For flow cytometry analyses, fluorescent antibodies against murine CD45.2 (clone 104, eBiosciences) and against human CD45 (clone HI30), CD33 (clone P67.6), CD34 (clone 8G12), CD19 (clone SJ25C1) (BD Biosciences), and CD45 (clone HI30, Invitrogen) were used. The analyses were performed on a FACS CantoII (BD Biosciences).

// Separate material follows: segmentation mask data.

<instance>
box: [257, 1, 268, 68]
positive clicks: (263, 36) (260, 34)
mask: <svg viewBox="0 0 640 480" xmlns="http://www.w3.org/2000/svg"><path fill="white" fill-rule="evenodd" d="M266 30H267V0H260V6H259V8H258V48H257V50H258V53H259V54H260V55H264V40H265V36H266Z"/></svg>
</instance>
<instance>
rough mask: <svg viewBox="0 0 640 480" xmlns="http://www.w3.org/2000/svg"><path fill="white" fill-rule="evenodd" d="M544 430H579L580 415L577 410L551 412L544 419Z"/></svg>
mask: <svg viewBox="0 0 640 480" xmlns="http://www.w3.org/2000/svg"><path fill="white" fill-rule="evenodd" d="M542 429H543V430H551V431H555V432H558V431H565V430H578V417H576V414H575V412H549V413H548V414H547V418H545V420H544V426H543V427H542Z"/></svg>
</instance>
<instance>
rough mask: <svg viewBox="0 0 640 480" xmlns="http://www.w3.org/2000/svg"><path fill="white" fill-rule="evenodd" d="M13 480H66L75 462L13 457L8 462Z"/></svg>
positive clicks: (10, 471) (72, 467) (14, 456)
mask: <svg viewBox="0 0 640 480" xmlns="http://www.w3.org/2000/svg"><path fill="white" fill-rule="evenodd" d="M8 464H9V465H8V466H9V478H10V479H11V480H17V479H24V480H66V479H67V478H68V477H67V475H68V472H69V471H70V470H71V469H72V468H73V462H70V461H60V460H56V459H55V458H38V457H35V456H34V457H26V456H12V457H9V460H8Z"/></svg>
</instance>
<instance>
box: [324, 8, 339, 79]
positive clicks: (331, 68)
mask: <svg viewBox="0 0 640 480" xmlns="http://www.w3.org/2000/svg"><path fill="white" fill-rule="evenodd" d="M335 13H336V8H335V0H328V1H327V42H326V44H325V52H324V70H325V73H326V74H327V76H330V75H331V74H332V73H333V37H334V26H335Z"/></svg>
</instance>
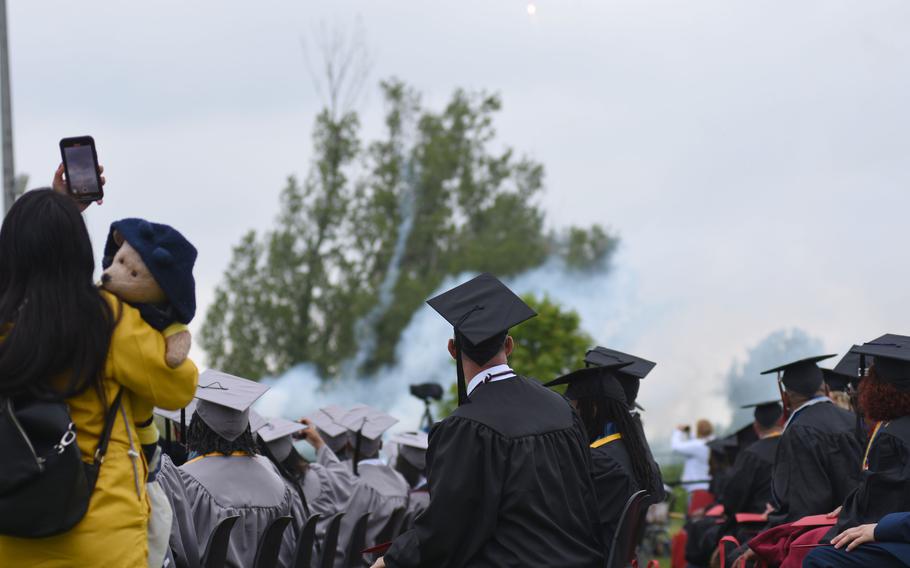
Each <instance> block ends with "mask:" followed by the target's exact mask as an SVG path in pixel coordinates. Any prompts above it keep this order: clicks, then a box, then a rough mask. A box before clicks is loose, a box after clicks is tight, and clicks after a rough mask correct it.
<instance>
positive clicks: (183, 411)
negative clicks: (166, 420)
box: [155, 399, 197, 424]
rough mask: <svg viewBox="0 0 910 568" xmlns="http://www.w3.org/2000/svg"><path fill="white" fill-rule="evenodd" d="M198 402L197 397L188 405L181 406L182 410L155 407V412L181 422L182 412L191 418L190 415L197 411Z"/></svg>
mask: <svg viewBox="0 0 910 568" xmlns="http://www.w3.org/2000/svg"><path fill="white" fill-rule="evenodd" d="M196 404H197V401H196V399H193V400H191V401H190V403H189V404H187V405H186V407H185V408H181V409H180V410H164V409H163V408H155V414H157V415H158V416H160V417H162V418H166V419H167V420H170V421H171V422H176V423H177V424H180V415H181V412H182V413H183V415H184V416H185V417H186V419H189V417H190V416H192V415H193V413H194V412H196Z"/></svg>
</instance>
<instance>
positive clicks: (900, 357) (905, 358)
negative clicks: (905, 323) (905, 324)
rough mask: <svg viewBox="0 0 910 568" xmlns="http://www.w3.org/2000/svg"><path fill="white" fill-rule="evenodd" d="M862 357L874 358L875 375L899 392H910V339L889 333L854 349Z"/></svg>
mask: <svg viewBox="0 0 910 568" xmlns="http://www.w3.org/2000/svg"><path fill="white" fill-rule="evenodd" d="M853 351H855V352H856V353H858V354H860V355H866V356H872V357H873V361H872V365H873V366H874V367H875V375H876V376H877V377H878V378H880V379H881V380H882V381H885V382H887V383H891V384H893V385H894V386H895V387H896V388H897V389H898V390H900V391H903V392H907V391H910V337H907V336H906V335H895V334H893V333H889V334H887V335H883V336H881V337H879V338H878V339H875V340H873V341H870V342H869V343H864V344H863V345H860V346H859V347H854V348H853Z"/></svg>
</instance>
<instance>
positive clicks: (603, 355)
mask: <svg viewBox="0 0 910 568" xmlns="http://www.w3.org/2000/svg"><path fill="white" fill-rule="evenodd" d="M612 363H628V365H627V366H626V367H624V368H623V369H622V370H620V371H619V372H617V373H616V378H617V379H619V384H620V385H622V388H623V390H624V391H625V393H626V401H627V402H628V404H629V407H630V408H631V407H636V408H638V409H640V410H644V409H642V408H641V406H639V405H638V403H637V402H636V400H637V399H638V390H639V389H640V388H641V380H642V379H644V378H645V377H647V376H648V373H650V372H651V370H652V369H654V367H655V366H657V363H654V362H652V361H648V360H647V359H642V358H641V357H636V356H635V355H630V354H628V353H623V352H622V351H616V350H615V349H607V348H606V347H600V346H598V347H595V348H593V349H589V350H588V352H587V353H585V364H586V365H591V366H594V365H597V366H604V365H610V364H612Z"/></svg>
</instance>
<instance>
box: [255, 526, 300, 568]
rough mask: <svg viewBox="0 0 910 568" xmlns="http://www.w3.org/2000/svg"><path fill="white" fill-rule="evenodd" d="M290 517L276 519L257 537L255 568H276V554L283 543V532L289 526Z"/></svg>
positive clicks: (283, 540) (280, 548)
mask: <svg viewBox="0 0 910 568" xmlns="http://www.w3.org/2000/svg"><path fill="white" fill-rule="evenodd" d="M292 520H293V519H292V518H291V517H278V518H277V519H275V520H274V521H272V522H271V523H269V526H268V527H266V529H265V532H264V533H262V536H261V537H259V546H258V547H256V560H255V561H254V562H253V566H254V567H255V568H278V554H279V553H280V552H281V544H282V542H284V531H285V530H286V529H287V528H288V525H289V524H291V521H292Z"/></svg>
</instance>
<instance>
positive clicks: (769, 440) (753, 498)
mask: <svg viewBox="0 0 910 568" xmlns="http://www.w3.org/2000/svg"><path fill="white" fill-rule="evenodd" d="M807 410H808V409H807ZM779 442H780V436H772V437H770V438H764V439H761V440H759V441H757V442H754V443H753V444H751V445H750V446H749V447H748V448H746V449H745V450H744V451H741V452H740V453H739V455H738V456H736V461H735V462H733V467H732V468H731V469H730V470H729V471H728V472H727V483H726V485H725V486H724V492H723V494H722V496H721V498H720V502H721V503H722V504H723V506H724V513H725V514H726V515H728V516H733V515H735V514H736V513H764V512H765V510H766V509H767V504H768V503H770V502H771V471H772V470H773V469H774V456H775V455H776V454H777V446H778V444H779Z"/></svg>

Humeri of fludarabine-treated SCID/beige mice transplanted with primary human AML blasts were fixed in 4% formaldehyde in phosphate buffer, decalcified in 10% EDTA (Sigma-Aldrich) and routinely processed for paraffin embedding. Serial 5 µm-thick sections were stained with Hematoxylin-Eosin and stained with anti-human CD33 (# NCL-L-CD33, clone PWS44, 1:100; Novocastra™) and Myeloperoxidase (#NCL-MYELO, clone 59A5, 1:100, Novocastra™) antisera.

Murine BM transplantation

For murine BM transplantation experiments, 12-week-old C57BL/6-CD45.2 mice were conditioned by irradiation alone or followed by injection of fludarabine and BM cells from congenic C57BL/6-CD45.1 mice were transplanted by a single intravenous injection within 48 hours from conditioning. In one experimental setting mice received a sublethal irradiation (200 or 400 cGy) with the infusion of 0.5 × 106 donor cells/mouse and in the other one an irradiation of 850 cGy with 0.05 × 106 donor cells/mouse.

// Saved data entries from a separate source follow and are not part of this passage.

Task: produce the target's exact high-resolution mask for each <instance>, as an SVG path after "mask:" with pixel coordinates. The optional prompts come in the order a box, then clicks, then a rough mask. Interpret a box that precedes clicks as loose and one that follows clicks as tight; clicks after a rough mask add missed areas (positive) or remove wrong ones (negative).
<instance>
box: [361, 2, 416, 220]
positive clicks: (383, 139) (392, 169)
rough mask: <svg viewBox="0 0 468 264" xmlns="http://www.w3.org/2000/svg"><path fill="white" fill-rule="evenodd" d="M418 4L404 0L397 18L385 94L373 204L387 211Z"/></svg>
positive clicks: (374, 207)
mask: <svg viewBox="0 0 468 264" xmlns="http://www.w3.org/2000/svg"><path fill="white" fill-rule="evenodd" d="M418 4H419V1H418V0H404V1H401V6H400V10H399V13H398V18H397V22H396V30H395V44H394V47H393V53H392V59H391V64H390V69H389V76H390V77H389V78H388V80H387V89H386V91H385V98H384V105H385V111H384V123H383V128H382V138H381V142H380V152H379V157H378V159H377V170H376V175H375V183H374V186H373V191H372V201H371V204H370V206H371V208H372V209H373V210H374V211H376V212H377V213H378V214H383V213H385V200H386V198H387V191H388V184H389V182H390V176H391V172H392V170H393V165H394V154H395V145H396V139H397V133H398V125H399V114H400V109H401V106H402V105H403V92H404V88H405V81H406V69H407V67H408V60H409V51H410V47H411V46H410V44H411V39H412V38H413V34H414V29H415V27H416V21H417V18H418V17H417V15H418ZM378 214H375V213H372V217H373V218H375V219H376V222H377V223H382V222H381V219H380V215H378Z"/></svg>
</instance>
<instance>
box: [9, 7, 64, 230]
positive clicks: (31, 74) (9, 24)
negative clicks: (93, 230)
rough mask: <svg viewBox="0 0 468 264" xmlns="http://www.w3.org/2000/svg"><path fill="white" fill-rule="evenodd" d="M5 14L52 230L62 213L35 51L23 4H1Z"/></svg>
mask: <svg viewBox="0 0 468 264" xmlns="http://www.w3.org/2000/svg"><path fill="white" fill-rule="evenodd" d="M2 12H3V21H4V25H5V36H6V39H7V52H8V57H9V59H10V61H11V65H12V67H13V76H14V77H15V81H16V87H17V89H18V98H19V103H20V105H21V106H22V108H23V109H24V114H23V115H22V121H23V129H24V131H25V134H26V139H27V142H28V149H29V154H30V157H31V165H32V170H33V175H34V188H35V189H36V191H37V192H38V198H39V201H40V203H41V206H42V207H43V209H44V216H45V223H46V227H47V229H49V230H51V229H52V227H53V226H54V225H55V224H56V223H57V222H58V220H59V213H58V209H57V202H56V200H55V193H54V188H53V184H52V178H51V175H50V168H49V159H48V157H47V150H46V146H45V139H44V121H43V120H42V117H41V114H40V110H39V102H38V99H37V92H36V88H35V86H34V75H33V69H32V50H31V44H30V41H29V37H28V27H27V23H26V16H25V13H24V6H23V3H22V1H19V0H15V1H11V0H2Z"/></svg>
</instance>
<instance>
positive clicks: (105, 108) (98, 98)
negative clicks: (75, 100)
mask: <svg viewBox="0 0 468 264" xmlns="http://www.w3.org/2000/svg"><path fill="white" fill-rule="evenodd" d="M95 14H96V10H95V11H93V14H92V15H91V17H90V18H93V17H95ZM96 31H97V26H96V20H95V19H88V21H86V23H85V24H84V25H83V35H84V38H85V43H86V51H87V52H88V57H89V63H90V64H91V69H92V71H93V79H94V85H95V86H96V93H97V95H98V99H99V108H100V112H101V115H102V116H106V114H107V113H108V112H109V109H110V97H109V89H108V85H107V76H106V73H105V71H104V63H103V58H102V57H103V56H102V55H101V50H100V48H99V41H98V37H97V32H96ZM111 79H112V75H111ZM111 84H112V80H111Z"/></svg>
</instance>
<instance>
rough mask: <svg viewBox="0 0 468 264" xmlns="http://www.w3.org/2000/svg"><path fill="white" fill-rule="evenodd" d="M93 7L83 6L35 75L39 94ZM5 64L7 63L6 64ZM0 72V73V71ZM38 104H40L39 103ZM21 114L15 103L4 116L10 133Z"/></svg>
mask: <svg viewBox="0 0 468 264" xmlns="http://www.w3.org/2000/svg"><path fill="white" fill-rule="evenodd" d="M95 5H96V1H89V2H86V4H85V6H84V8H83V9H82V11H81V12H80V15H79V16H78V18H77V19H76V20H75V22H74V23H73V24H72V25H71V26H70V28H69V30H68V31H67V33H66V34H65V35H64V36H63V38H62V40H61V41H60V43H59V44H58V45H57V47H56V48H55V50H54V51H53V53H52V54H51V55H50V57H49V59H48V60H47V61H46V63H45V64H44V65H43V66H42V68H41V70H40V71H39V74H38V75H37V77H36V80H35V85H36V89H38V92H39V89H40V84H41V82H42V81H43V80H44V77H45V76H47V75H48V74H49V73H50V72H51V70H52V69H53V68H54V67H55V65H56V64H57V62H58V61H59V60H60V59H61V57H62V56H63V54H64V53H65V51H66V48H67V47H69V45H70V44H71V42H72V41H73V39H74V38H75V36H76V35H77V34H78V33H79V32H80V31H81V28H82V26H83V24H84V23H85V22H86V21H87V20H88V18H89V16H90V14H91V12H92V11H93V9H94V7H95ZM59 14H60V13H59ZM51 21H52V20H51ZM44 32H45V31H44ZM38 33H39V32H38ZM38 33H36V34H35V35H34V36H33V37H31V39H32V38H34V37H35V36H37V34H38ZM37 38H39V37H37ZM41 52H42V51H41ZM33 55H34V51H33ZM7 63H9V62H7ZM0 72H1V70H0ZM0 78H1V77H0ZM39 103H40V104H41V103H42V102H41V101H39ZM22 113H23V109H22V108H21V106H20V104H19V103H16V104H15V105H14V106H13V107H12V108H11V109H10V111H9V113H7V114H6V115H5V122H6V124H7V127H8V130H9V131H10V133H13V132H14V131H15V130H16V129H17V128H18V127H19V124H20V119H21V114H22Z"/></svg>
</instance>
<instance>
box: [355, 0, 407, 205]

For engraftment evaluation, 50 µL of PB were collected 4 and 6 weeks after transplant in heparin by tail bleeding, lysed with ACK buffer and stained with antibodies against murine CD45.1 (clone A20, eBiosciences) and CD45.2 (clone 104, eBiosciences).

Immunosuppressive assay

5 × 105 C57BL/6 murine splenocytes were labelled with PE-Cell Tracker (ThermoFisher Scientific), plated in the presence or in the absence of fludarabine (2.5 mcg/ml) for 24 hours, and then stimulated with ConA (3 mcg/ml). Controls consisted of splenocytes plated without ConA. Proliferation was assessed by flow cytometry after 72 hours. Cell counts were determined by adding CountBright absolute counting beads (Molecular Probe) to the flow cytometric samples.

Statistical analysis

Unless otherwise stated, data are represented as median and range. Nonparametric Wilcoxon test for equality of the medians was used to calculate P-values. Significance is represented as follows: *P < 0.05, **P < 0.01, ***P < 0.001.